“I will meet you at the orange-farm,” the man answered quietly.

The voice was clear and low, the enunciation perfect.

He looked at Tacita with a reassuring kindness. “Elena knows all that is necessary,” he said. “Trust to her, and have no fear.”

She felt herself in the presence of a superior. “I have no fear now,” she replied; and thought, “How did he know that I was afraid!”

He drew back, and they went on their way, neither speaking of what had occurred.

CHAPTER VI.

Tacita resumed her journey in a dream, and pursued it in a dream. She asked no questions, and observed but little, though at times it seemed to her that the line of their progress was a zigzag.
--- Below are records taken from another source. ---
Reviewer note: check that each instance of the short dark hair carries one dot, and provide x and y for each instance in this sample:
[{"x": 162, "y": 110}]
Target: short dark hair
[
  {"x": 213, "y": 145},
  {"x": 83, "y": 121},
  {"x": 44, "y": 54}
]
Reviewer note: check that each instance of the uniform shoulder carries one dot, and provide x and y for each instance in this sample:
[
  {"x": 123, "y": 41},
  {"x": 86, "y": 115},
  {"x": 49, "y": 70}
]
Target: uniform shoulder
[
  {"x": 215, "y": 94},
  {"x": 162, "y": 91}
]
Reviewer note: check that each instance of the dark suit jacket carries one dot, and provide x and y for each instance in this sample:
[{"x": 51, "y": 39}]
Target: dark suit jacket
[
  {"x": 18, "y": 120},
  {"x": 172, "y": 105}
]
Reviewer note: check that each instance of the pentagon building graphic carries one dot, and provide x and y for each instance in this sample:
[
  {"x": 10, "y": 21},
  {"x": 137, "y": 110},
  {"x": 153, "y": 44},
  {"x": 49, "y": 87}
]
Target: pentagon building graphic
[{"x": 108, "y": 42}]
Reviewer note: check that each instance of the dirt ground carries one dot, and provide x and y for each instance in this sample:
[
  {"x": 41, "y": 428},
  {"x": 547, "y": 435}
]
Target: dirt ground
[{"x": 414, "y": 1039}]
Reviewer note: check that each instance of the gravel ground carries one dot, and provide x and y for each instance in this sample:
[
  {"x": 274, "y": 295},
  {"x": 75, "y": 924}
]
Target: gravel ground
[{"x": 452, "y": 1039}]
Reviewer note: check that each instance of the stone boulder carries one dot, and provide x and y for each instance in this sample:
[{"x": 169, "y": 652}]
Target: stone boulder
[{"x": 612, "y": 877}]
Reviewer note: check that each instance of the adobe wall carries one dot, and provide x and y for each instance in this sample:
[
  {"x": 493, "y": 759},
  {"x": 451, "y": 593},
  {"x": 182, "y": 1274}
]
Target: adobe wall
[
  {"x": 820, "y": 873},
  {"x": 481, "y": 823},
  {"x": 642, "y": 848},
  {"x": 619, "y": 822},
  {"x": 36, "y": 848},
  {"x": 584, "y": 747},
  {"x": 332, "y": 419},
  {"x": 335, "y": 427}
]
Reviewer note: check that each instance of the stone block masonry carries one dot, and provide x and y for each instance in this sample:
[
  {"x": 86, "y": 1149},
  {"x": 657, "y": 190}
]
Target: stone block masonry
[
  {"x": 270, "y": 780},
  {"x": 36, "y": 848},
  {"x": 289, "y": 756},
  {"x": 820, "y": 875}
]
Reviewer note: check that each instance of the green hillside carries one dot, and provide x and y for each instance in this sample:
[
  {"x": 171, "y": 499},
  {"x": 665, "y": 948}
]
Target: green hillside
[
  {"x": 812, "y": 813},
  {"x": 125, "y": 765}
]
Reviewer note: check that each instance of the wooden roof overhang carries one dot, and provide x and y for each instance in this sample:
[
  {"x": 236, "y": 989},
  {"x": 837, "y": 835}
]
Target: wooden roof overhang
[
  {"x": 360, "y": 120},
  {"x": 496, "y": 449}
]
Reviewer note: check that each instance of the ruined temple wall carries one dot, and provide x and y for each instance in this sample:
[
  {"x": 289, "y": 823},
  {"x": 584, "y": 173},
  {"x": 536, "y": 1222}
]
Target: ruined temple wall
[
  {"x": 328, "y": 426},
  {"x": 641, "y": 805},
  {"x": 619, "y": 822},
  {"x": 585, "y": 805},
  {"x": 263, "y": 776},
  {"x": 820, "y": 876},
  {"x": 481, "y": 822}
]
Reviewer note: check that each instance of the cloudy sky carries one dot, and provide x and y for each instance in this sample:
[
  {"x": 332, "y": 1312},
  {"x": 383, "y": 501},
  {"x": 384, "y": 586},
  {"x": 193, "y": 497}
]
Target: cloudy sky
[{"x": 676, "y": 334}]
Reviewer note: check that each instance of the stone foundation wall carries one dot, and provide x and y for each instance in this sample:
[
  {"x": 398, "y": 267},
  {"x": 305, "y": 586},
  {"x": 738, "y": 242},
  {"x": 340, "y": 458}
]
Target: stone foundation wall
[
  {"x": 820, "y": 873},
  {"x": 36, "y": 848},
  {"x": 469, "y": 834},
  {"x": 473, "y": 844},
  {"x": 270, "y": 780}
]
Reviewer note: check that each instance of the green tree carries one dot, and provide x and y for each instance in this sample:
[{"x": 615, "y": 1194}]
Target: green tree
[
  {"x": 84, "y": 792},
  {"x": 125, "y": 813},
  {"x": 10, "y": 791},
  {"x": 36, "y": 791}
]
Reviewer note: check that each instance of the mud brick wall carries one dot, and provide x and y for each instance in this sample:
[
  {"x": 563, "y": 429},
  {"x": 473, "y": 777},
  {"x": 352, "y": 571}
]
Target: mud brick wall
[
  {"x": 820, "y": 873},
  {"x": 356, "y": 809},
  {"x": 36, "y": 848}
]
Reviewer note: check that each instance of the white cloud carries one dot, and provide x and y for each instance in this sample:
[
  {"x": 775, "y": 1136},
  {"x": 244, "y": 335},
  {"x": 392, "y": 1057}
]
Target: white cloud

Did they cross the water a second time? Why did they travel so much by night, and sleep by day? She did not care. Her mind became dimly aware of these questions rather than asked them. Had she taken hashish? No matter. All that she wanted was rest. Her very eyelashes and fingernails were weary. Oh, for the mountains, for a place to call home, and rest!

She received the impression that a part of the country through which they passed was like a burnt-out world, all sand and black rocks, so that the limpid rivulet that met them somewhere was a surprise. She wondered languidly that it was not dried up. Was it a week, or a month, since Dylar had said, “Have no fear”? No matter. She had no fear; but she was, oh, so weary! Fortunately, nothing was required of her but passive endurance of fatigue. She was borne along, and tenderly cared for.

One day she roused herself a little, or something was done to rouse her. They were in an easy old carriage drawn by mules. It had met them at a solitary little station of which she had not seen nor asked the name; and they had been driving through a dry plain, and were now in pine woods.

Elena gave her some little cakes of chocolate and slices of lemon. “We are almost out of provisions,” she said; “but in an hour you shall have a good dinner; and then to bed with her, like a sleepy child.”